Supriyanto menambahkan, kejadian yang dilakukan oleh oknum guru SD tersebut agar segera ditindak lanjuti, dan upaya upaya damai lewat mediasi tidak perlu dilakukan, bagi pelaku pelecehan seksual harus ditindak tegas, dan komisi C segera memangil pada dinas terkait.
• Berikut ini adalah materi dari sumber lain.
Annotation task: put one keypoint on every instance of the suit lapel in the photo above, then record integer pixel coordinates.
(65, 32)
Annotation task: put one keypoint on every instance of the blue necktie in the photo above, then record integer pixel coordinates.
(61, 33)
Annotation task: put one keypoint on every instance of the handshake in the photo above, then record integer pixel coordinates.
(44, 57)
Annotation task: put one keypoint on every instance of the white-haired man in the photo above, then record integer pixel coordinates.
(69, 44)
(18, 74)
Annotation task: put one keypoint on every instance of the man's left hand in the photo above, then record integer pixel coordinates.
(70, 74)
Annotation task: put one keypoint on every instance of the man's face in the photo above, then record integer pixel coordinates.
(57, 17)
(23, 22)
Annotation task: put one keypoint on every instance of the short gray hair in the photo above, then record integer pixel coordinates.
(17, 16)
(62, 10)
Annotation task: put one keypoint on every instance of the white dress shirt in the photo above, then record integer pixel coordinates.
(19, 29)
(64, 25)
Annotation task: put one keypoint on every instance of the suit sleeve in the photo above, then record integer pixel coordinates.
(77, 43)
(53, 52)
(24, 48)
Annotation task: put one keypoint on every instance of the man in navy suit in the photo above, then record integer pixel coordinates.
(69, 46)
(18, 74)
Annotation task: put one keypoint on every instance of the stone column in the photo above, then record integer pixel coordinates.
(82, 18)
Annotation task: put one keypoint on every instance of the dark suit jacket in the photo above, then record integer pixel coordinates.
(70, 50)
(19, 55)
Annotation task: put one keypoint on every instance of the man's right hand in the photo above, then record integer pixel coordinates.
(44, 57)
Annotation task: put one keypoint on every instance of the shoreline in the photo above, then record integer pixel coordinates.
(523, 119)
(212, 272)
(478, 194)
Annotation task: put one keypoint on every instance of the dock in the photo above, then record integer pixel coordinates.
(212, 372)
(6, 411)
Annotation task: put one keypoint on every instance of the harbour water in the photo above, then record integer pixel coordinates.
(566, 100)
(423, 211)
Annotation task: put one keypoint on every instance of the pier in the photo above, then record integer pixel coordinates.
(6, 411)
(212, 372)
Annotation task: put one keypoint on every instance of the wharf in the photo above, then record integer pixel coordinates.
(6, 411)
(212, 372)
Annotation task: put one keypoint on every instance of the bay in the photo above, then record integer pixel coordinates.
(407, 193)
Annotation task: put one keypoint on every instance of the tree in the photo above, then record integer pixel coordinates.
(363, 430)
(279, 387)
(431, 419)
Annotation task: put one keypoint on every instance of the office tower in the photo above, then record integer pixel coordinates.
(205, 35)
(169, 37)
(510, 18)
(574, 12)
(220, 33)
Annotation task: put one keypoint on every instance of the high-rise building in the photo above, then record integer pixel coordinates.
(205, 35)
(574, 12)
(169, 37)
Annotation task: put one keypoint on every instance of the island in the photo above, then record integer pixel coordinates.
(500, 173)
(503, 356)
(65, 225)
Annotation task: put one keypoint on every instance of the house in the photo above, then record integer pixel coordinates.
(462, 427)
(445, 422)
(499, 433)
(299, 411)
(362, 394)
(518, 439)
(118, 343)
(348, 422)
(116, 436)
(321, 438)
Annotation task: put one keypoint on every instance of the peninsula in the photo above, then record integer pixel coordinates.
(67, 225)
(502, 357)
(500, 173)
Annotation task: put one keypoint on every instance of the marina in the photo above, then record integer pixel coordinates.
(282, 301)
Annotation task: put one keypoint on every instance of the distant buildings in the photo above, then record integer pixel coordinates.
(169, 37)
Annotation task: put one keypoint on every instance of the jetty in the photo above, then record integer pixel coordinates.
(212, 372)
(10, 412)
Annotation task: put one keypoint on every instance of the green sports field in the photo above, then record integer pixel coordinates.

“Ya tentu akan kami tindak lanjuti, jadi seperti yang disampaikan oleh pak ketua, tidak hanya dimutasi saja kalau perlu dinon aktifkan dulu, sampai proses hukum itu berjalan dulu, kalau sudah inkrah ya baru dipecat, dan ini harus ditindak tegas agar ke depan tidak terjadi lagi, kalau hal ini terjadi lagi siapa yang bertanggung jawab,” tegasnya.
Lelaki yang hobi blusukan bersedekah dengan komunitas Sedekah bergerak (KSB) tersebut, mengingatkan Aparat Penegak hukum (APH) bahwa pelecehan seksual ini bukan delik aduan.
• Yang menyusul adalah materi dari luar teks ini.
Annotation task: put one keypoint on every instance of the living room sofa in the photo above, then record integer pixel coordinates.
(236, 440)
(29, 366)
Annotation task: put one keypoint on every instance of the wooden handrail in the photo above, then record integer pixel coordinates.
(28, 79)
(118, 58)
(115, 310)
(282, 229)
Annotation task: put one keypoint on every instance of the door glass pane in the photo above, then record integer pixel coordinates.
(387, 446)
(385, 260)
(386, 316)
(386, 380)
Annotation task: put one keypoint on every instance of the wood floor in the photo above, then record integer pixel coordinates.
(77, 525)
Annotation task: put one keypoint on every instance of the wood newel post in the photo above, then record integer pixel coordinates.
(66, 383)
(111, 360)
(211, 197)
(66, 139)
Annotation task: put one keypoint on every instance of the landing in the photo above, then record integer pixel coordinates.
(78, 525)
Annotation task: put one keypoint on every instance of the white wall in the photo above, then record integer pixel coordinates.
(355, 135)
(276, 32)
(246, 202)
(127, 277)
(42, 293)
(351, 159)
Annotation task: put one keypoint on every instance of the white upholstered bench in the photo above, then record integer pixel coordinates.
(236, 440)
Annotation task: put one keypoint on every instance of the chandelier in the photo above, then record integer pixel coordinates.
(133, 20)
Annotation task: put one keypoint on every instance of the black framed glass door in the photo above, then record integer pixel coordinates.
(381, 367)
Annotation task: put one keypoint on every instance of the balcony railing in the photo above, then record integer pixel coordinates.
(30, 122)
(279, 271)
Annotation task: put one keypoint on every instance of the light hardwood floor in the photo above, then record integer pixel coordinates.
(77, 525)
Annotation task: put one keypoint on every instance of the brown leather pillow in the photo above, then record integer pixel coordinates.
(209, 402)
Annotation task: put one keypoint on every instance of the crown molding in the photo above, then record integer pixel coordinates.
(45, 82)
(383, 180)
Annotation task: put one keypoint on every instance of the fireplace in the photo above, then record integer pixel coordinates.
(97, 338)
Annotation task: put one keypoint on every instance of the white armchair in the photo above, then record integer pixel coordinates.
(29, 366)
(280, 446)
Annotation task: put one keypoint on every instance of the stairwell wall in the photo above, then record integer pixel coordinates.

“Bagi untuk penegak hukum ini bukan delik aduan, sekali lagi ini bukan delik aduan,” terangnya.
Politisi Golkar tersebut juga mengingatkan kepada dinas yang seharusnya mendampingi korban, tapi malah mencoba memediasi kasus pelecehan seksual tersebut.
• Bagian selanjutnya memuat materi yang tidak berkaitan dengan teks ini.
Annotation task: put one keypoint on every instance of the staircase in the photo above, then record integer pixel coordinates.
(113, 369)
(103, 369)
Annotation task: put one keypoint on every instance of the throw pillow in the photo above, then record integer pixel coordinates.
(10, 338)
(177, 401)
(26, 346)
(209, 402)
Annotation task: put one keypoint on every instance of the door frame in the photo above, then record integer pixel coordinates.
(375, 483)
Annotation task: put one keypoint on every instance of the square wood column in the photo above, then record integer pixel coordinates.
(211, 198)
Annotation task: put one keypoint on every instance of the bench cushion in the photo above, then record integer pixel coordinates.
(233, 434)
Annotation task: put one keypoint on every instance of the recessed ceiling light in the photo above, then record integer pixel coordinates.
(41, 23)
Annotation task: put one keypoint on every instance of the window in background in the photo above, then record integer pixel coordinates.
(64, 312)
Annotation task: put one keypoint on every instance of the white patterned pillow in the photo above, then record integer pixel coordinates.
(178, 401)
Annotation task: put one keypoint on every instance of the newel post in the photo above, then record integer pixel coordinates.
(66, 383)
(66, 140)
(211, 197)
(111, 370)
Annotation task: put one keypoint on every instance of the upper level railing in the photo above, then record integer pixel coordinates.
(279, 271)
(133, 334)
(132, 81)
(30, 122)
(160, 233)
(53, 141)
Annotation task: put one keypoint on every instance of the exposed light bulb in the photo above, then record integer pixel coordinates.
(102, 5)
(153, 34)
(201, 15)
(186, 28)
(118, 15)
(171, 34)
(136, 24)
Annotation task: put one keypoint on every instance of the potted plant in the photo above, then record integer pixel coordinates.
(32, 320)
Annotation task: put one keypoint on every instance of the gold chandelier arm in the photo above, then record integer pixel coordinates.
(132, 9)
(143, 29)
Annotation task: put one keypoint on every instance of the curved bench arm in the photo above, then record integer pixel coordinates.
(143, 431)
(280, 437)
“Jadi DPA3KB ini mestinya tidak memediasi tapi melihat masa depan anak ini, jadi menurut kami pelaku harus ditindak tegas, apalagi kabupaten kita sudah ramah anak, apa dasar DPA3KB mengambil sikap mediasi itu, mestinya memberi bantuan hukum dan pendampingan,” pungkasnya.